Stan Erck, chief executive of Novavax, said the results from the UK trial were “spectacular” and “as good as we could have hoped”, while the efficacy in South Africa was “above people’s expectations”.
He Said the manufacturing plant in Stockton-on-Tees should be up and running by March or April, with the company hoping to get approval for the vaccine from the MHRA around the same time.
Health Secretary Matt Hancock said the NHS “stands ready” to roll the jab out if it is approved.
He said: “This is positive news and, if approved by the medicines regulator, the Novavax vaccine will be a significant boost to our vaccination programme and another weapon in our arsenal to beat this awful virus.
“I’m proud the UK is at the forefront of another medical breakthrough and I want to thank the brilliant scientists and researchers, as well as the tens of thousands of selfless volunteers who took park in clinical trials.”
Prof Paul Heath, chief investigator of the UK Novavax trial, said: “These are enormously exciting findings and show that this is a highly effective and safe Covid-19 vaccine – importantly it also shows that this is a vaccine that is effective against the UK variant that has spread so quickly.”
Peter Openshaw, professor of experimental medicine at Imperial College London, said the findings that the vaccine gave high levels of protection in the UK part of the trial were “excellent” but that the lower level of protection seen in South Africa was “a concern”.
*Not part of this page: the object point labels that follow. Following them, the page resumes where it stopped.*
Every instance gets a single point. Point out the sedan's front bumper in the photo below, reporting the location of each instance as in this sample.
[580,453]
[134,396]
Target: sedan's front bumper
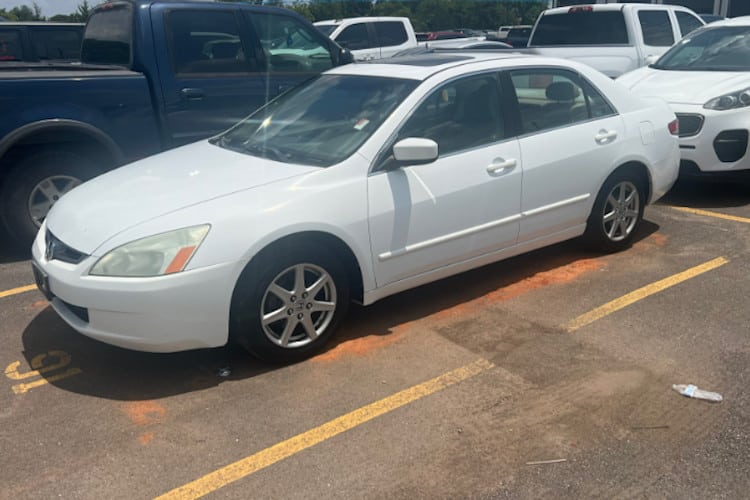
[175,312]
[713,141]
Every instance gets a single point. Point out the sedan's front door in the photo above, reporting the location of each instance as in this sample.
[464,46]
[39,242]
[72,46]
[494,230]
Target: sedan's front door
[463,205]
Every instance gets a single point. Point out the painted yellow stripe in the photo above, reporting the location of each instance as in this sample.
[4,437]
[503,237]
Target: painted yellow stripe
[716,215]
[285,449]
[16,291]
[642,293]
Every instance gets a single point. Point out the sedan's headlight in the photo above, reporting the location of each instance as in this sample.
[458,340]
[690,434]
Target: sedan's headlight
[164,253]
[734,100]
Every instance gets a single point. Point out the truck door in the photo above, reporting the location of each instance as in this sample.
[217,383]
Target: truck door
[214,70]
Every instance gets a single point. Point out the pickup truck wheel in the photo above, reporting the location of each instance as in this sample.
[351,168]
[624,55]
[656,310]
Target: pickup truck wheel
[35,184]
[286,306]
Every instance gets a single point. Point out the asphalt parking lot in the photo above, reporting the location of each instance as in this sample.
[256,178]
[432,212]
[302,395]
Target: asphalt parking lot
[544,375]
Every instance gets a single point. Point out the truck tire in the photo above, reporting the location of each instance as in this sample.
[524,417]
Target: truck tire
[33,185]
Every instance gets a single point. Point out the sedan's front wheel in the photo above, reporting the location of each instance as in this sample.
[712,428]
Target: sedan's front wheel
[617,213]
[287,305]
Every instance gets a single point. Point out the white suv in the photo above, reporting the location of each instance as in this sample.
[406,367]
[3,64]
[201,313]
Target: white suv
[370,38]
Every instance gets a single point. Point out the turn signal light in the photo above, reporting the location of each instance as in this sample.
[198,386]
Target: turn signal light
[674,127]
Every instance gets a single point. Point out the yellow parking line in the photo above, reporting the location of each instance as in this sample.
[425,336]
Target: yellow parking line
[16,291]
[717,215]
[285,449]
[642,293]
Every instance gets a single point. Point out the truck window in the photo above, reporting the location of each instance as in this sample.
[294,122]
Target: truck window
[57,43]
[390,33]
[581,28]
[656,28]
[10,45]
[687,22]
[291,46]
[108,36]
[204,42]
[355,37]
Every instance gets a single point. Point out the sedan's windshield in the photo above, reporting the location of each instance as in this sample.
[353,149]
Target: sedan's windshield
[319,123]
[713,49]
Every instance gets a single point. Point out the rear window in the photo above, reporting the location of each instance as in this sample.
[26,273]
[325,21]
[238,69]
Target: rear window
[390,33]
[10,46]
[58,43]
[581,28]
[108,35]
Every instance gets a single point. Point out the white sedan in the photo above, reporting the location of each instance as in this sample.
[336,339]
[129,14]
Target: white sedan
[366,181]
[706,80]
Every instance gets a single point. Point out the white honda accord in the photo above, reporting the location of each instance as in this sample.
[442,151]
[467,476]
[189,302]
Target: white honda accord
[366,181]
[706,79]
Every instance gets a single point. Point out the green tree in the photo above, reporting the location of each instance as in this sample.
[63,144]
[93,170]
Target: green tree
[82,13]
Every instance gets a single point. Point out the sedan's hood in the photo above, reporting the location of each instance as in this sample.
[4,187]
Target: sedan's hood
[685,87]
[97,210]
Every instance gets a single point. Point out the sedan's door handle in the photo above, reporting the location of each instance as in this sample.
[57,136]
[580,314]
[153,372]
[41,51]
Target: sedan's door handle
[605,136]
[191,94]
[501,166]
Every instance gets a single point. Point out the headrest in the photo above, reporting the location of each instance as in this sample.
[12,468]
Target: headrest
[561,91]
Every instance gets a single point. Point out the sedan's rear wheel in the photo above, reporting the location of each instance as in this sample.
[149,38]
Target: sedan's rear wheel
[287,304]
[617,213]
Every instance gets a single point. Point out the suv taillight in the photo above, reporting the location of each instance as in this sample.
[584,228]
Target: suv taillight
[674,127]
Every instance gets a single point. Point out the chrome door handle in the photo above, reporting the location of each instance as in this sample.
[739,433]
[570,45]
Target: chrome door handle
[500,165]
[605,136]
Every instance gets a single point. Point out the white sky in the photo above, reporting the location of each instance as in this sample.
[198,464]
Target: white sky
[49,7]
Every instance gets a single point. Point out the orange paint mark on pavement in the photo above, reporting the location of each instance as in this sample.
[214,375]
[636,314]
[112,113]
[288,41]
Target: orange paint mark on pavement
[362,346]
[358,347]
[655,239]
[146,438]
[557,276]
[145,412]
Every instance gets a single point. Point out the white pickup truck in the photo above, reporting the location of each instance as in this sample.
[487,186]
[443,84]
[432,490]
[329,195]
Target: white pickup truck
[613,38]
[370,38]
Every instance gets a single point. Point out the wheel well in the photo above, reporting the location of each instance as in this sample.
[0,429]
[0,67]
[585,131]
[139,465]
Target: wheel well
[59,139]
[640,170]
[329,241]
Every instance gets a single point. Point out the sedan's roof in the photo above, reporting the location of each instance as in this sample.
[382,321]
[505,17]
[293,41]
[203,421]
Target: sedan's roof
[423,66]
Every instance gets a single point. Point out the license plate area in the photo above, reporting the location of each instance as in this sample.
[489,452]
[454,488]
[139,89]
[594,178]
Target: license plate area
[42,281]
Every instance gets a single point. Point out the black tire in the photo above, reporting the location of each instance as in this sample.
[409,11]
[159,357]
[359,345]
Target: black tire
[617,213]
[285,337]
[22,193]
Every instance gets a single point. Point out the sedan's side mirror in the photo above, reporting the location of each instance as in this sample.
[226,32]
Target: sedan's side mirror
[415,151]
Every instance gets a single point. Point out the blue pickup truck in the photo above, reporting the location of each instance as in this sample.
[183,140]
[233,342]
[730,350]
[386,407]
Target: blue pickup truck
[154,74]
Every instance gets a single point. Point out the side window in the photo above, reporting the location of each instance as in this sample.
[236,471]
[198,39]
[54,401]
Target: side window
[204,42]
[549,98]
[56,44]
[687,22]
[656,28]
[354,37]
[10,46]
[290,46]
[459,115]
[390,33]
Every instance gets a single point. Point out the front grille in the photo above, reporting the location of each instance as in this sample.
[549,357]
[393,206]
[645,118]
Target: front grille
[54,249]
[689,124]
[81,312]
[731,145]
This is clearly great news. If passed by the regulator it gives the UK a fourth vaccine in the fight against Covid.
But with supplies not expected to be on stream until the second half of the year and the UK having to wait until April for the Moderna vaccine, in the short term all hope still rests on the Pfizer-BioNTech and Oxford-AstraZeneca vaccines.
Supply of those is fragile. Pfizer is already behind schedule, while AstraZeneca is embroiled in a row after its EU plants failed to produce the expected amounts of the vaccine, prompting the EU to call for UK supplies to be diverted.
With the UK desperate to get its vulnerable population vaccinated, this news offers hope for the future but no respite from the immediate demands of the pandemic.